E poi che la sua mano a la mia puose, con lieto volto, ond'io mi confortai, mi mise dentro a le segrete cose |
Continuo a stare complessivamente bene, posso
viaggiare, leggere libri, andare a concerti, mostre, conferenze e a teatro come
e più di prima; dunque, non devo pensarci... Già, ma gli occhiali mi sono indispensabili per leggere
e, ora, anche quando salgo in auto non posso guidare senza l’aiuto di lenti per
la miopia; sono sicuramente meno agile in alcuni movimenti; quando mi alzo al
mattino le ossa scricchiolano leggermente e mi sento un po’ rigida; non oso più
salire disinvolta sulla piccola scala per le pulizie casalinghe ... dunque sto
proprio invecchiando!
Come scrive Enzo Bianchi in “Ogni cosa alla sua stagione”

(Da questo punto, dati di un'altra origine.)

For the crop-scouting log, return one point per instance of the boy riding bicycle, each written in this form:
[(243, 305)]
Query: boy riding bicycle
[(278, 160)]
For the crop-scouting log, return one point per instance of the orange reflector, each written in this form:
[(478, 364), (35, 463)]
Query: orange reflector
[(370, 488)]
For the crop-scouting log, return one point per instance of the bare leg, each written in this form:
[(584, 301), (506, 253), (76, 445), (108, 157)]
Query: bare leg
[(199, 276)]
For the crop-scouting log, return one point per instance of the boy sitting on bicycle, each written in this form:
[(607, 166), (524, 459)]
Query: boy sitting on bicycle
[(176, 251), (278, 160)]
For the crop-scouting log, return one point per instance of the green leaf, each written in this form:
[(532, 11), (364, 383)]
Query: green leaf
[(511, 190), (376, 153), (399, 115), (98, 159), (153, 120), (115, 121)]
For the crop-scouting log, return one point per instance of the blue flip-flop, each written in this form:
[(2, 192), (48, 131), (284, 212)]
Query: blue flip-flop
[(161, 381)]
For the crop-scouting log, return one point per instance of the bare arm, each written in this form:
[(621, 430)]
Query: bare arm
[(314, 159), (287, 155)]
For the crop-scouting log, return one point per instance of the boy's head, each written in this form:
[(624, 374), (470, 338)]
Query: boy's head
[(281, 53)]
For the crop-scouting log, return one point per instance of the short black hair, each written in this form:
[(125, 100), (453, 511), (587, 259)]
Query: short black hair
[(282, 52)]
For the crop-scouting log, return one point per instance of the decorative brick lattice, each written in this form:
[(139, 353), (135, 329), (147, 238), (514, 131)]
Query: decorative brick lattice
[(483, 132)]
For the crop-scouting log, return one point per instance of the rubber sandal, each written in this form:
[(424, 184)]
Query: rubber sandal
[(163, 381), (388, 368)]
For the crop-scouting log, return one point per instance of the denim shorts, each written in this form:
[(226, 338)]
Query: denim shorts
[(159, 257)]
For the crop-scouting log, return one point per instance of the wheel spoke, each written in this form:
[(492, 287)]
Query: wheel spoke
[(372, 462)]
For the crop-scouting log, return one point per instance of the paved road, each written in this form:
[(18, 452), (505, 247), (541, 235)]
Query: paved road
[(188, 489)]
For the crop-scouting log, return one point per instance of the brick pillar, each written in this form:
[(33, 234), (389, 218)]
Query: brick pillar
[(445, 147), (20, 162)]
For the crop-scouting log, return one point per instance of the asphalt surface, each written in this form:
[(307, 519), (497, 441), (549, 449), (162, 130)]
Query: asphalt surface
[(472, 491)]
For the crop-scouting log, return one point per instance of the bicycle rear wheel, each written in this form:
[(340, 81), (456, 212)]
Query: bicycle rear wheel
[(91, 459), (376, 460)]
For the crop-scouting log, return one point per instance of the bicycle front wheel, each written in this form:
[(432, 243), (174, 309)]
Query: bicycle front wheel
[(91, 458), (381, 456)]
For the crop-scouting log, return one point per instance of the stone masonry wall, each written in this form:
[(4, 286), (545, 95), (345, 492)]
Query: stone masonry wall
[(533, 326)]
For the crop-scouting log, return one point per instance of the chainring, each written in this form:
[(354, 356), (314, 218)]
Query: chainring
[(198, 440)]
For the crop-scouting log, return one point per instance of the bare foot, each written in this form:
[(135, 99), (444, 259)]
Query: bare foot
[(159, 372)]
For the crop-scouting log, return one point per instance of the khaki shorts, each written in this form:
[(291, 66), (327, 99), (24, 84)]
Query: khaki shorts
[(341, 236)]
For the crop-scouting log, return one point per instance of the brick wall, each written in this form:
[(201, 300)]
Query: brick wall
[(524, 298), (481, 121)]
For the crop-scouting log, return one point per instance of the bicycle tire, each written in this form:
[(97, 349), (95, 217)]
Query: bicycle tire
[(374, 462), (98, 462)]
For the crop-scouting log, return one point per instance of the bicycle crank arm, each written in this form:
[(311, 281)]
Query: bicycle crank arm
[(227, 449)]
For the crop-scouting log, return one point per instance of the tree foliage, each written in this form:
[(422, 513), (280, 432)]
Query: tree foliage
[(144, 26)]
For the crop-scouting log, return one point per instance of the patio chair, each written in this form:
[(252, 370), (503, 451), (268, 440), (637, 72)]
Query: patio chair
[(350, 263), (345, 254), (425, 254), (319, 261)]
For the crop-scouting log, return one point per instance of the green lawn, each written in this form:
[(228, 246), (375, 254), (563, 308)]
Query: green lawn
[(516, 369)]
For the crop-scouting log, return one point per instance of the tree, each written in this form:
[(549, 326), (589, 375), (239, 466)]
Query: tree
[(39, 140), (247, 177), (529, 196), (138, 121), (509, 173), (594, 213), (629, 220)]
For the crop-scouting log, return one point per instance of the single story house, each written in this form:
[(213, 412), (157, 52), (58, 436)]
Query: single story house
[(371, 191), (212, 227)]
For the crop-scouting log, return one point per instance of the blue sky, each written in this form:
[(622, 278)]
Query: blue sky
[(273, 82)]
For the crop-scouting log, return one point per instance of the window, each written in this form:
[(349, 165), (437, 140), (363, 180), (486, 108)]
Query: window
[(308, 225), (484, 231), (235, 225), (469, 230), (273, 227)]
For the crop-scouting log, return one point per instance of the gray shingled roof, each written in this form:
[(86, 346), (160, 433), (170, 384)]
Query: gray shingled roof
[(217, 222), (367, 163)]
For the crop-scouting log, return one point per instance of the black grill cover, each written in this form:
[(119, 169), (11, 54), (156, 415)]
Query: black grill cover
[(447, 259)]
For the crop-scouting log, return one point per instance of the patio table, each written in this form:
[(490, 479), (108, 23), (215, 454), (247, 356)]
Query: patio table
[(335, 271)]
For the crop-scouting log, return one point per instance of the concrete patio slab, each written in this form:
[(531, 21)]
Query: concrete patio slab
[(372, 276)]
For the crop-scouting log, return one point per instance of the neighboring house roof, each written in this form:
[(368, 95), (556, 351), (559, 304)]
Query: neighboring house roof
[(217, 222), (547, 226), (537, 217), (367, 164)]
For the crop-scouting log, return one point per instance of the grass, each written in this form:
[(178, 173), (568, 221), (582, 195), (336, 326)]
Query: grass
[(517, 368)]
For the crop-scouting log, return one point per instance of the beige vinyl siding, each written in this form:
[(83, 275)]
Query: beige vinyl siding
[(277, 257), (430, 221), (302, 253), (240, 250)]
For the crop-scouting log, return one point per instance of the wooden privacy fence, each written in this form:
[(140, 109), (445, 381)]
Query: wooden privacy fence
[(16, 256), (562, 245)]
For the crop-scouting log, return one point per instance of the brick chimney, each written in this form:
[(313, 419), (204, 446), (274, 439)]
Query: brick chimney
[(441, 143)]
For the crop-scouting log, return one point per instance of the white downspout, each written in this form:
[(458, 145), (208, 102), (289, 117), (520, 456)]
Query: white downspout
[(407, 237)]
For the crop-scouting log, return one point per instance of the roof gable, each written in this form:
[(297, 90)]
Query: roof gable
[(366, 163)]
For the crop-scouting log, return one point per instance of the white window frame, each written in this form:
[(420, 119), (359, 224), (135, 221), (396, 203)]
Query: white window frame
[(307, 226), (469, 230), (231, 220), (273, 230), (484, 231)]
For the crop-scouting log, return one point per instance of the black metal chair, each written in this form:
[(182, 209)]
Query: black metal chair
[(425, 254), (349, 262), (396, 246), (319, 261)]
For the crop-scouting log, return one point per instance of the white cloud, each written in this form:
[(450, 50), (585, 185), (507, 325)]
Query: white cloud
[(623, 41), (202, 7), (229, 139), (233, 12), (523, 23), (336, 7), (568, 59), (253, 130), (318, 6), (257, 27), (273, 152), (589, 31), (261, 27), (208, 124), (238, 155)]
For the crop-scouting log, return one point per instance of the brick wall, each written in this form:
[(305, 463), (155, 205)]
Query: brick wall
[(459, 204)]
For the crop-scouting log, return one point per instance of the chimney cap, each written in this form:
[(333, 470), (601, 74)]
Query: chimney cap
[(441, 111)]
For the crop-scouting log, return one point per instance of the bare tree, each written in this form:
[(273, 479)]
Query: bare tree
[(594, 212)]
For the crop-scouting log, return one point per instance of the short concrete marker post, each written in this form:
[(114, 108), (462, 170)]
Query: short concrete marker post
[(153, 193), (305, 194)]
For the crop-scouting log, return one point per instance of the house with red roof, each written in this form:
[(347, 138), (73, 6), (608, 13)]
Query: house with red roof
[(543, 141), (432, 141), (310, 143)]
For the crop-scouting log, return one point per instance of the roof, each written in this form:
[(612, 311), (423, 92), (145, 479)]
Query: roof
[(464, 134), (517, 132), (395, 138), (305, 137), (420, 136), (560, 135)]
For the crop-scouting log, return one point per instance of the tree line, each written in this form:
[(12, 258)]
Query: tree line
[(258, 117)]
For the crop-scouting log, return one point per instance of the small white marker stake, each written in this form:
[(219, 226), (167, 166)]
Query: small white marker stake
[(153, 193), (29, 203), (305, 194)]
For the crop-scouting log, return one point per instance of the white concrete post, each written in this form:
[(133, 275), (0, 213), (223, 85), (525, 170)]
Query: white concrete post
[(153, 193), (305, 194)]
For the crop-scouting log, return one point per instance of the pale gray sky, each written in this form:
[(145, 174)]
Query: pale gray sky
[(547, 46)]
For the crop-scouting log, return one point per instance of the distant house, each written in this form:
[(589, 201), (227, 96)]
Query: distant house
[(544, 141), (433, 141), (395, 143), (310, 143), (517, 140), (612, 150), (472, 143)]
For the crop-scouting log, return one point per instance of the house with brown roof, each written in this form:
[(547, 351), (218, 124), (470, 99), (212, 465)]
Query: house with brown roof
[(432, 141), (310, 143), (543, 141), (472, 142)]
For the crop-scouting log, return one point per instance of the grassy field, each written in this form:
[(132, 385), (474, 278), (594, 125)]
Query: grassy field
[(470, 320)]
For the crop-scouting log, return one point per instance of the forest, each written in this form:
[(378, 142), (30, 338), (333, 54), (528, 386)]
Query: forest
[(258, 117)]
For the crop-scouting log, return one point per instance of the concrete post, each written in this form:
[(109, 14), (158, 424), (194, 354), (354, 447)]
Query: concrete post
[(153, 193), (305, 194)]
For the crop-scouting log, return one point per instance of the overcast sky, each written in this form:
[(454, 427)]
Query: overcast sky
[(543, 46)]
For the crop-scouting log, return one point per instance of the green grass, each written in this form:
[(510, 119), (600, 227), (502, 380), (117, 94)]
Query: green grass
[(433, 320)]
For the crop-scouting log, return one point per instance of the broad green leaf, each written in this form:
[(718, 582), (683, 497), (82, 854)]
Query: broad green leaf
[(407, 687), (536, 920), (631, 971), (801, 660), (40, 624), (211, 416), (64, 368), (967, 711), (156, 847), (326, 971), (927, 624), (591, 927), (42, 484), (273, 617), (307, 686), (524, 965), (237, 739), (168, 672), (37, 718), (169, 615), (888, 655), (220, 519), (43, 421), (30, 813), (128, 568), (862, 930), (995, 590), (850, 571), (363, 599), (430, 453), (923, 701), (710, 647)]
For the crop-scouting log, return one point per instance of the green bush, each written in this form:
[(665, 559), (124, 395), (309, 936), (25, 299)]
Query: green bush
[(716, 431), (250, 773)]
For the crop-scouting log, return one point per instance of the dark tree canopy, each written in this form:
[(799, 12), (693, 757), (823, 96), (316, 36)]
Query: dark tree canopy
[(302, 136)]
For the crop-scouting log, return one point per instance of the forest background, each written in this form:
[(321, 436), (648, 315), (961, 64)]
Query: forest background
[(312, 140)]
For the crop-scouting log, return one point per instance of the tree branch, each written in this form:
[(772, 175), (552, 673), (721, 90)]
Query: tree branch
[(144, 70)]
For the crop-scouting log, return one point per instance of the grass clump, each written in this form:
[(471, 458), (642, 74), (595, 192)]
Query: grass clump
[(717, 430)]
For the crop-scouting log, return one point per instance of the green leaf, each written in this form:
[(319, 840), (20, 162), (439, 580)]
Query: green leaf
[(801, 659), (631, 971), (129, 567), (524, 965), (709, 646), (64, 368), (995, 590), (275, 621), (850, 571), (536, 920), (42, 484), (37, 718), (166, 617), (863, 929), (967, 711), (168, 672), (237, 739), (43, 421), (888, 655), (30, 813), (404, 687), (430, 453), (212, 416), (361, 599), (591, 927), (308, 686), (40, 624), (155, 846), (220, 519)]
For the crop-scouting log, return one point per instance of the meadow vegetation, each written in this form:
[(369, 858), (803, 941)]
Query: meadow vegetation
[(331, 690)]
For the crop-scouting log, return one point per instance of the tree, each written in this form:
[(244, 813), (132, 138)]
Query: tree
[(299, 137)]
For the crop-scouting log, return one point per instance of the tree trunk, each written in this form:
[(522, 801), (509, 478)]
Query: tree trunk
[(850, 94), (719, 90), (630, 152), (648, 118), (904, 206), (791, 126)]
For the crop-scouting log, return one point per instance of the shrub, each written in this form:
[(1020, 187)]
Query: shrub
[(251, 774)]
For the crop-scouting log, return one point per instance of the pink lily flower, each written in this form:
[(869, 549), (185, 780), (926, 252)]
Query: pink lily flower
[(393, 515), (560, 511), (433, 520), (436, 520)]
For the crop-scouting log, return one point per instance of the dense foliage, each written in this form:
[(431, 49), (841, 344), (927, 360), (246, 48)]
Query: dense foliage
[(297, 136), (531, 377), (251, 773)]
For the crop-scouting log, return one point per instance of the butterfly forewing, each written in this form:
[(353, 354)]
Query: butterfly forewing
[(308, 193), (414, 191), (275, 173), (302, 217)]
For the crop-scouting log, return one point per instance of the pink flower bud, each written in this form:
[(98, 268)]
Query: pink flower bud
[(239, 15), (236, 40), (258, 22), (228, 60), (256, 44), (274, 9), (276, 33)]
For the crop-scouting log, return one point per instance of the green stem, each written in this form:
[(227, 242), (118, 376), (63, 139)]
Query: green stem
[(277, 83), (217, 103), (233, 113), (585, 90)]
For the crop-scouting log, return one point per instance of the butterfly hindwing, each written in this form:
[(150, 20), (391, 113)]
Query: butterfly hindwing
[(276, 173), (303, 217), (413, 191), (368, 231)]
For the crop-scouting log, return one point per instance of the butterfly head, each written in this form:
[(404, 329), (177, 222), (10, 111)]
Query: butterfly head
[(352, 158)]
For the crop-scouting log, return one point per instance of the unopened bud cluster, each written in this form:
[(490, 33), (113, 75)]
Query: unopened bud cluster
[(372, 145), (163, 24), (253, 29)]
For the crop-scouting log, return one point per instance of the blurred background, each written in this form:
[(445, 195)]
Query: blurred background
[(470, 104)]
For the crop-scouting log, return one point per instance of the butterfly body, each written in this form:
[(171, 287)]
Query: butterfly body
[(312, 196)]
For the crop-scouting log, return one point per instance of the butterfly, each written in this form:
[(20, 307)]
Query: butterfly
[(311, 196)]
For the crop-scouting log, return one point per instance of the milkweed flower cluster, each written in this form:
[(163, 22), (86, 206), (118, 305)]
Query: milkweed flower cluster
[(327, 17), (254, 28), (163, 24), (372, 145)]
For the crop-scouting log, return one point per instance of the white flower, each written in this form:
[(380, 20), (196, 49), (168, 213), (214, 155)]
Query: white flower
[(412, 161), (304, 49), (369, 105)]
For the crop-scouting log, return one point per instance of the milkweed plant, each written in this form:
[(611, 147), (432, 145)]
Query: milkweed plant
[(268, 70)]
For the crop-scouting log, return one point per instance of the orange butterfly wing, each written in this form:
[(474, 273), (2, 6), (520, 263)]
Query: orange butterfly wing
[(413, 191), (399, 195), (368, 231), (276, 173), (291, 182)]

invecchiare non è certo una novità: tanti sono invecchiati prima di noi e tanti
invecchieranno in futuro, ma per ciascuno «la vecchiaia rappresenta un unicum,
una novità inedita».
Certamente c’è una vecchiaia fisiologica che,
peraltro, non sempre coincide con quella anagrafica: solitamente le si fa
cominciare con l’approssimarsi degli ottanta anni, proprio in coincidenza con
le aspettative di vita; c’è una vecchiaia burocratica – sessantacinque o sessantasette
anni – quando si ha diritto ad una pensione; e c’è una vecchiaia psicologica o
soggettiva come già aveva ben individuato e distinto Norberto Bobbio nel suo
discorso tenuto all’università di Sassari il 5 maggio 1994 all’età di 85 anni,
discorso poi pubblicato nel 1996 nel “De senectute”, testo ricco e un po’
malinconico.
Vorrei porre ora l’attenzione proprio sulla vecchiaia
soggettiva, su questo stato d’animo e sulla consapevolezza di vivere tale
passaggio di vita perché, mentre si può contrastare soltanto in parte
l’invecchiamento biologico dato che di fronte alla degenerazione delle cellule
e conseguentemente al pieno funzionamento di alcuni organi, ci dicono i medici,
è un po’ impossibile intervenire, dalle crisi di vecchiaia psicologica, invece,
forse ci si può riprendere. E non credo che per questo sia utile e necessario continuare
l’attività professionale o politica fino agli ultimi giorni della propria
esistenza in modo da sentirsi vivere: questa scelta serve, in verità, ad
alimentare il dibattito sulla questione dei giovani contro i vecchi nella
nostra classe dirigente italiana. Così pure mi pare illusorio cercare di
fermare il tempo con una crema per le rughe, una tintura di capelli, una
chirurgia estetica in modo da restare eternamente giovani come la diffusa pubblicità
ci propone: queste sono tutte maschere che tentano di cancellare o nascondere
il dinamismo e le trasformazioni della vita vera. Il volto di una persona anziana
racconta la sua storia.
La partenza dei figli, la morte dei genitori e di
amici coetanei, ma soprattutto il pensionamento segnano un passaggio netto e
chiaro. Ha ragione Enzo Bianchi che colloca questo momento dopo i sessant’anni,
«quando ci si trova più fragili, ci si stanca più facilmente e più in fretta,
la vista si affievolisce e il corpo perde agilità. Inizia così un tempo in cui
l’orizzonte finale non appare più così lontano e diventa arduo rimuoverlo dalla
mente» (“Il pane di ieri”, p. 109). Dunque, andare in pensione, da una parte, è
liberatorio, spesso è un traguardo atteso e desiderato per tanto tempo,
dall’altra, però, può essere tragico perché si è posti inesorabilmente davanti
al fatto che inizia per noi l’ultima fase della vita, sia essa di qualche anno
o di alcuni decenni. La giovinezza è il partire, la vecchiaia è l’arrivare. Il
tempo futuro aperto davanti a noi non ci appare come un percorso e un cammino da
progettare: la vecchiaia è un tramonto, a «sessant’anni uno ha superato da un
pezzo il solstizio d’estate.» (P. Delerm)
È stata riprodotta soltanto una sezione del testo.